«Personne ne s’étonne à l’EPFL des idées qui combinent l’ingénierie et la biologie traditionnelle», salue Melody Swartz, professeure associée en sciences de la vie. L’ingénieure chimiste de 40 ans effectue des recherches qui changent la façon de comprendre comment les tissus cellulaires se développent et comment les cancers se répandent dans l’organisme. «Elle est capable de changer non seulement ce que nous savons, mais aussi les limites de ce que nous pensons qu’il est possible de savoir», estimait en 2006 le magazine américain Popular Science qui l’avait désignée comme une des dix scientifiques les plus brillants de sa génération.

Arrivée en 2003 à l’EPFL, Melody Swartz s’est fait un nom dans le domaine de la bio-ingénierie cellulaire.
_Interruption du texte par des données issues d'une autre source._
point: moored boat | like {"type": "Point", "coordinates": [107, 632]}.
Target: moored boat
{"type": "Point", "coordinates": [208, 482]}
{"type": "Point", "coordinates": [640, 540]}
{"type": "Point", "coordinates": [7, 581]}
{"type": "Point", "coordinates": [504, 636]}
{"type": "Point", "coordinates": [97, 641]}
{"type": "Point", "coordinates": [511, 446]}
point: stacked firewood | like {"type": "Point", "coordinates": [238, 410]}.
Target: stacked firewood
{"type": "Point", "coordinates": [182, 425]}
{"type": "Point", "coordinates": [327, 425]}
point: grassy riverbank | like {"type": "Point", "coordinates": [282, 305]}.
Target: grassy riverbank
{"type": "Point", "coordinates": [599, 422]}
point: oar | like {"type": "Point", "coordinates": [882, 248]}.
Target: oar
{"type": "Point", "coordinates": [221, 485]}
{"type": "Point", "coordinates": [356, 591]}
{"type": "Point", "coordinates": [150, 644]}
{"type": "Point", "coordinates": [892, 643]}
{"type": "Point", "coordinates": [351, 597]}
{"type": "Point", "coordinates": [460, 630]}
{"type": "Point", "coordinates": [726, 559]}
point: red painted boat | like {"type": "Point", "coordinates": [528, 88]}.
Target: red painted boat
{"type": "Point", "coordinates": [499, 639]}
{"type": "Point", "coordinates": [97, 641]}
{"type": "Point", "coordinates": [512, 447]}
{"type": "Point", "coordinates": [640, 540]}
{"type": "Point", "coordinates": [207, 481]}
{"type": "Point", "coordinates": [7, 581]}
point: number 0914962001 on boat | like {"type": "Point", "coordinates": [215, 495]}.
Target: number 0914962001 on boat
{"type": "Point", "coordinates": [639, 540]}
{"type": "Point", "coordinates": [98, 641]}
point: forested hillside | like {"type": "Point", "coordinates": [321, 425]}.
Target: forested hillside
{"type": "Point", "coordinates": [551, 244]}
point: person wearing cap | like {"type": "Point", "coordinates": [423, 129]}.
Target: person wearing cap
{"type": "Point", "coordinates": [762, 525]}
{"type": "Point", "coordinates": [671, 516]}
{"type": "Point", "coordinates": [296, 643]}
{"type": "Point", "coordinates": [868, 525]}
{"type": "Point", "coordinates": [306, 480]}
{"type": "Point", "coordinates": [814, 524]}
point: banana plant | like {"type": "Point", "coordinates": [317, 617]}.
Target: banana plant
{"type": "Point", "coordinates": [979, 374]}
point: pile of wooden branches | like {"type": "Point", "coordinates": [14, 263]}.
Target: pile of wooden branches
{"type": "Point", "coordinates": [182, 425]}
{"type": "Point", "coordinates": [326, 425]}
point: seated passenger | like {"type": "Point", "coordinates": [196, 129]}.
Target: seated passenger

C’est grâce à des méthodes issues du monde de l’ingénieur qu’elle explore et cherche à reproduire, en laboratoire, les mystères de la vie. Formée entre autres au Massachusetts Institute of Technology, Melody Swartz travaille aussi sur une nouvelle technique de vaccination avec des nanoparticules, plus efficaces et moins chères à produire que les méthodes traditionnelles. «Nous espérons que cette technique aboutira au développement d’un vaccin préventif contre la tuberculose», explique la scientifique américaine, qui collabore étroitement avec Jeffrey Hubbell, responsable du Laboratoire de médecine régénérative de pharmacobiologie à l’EPFL.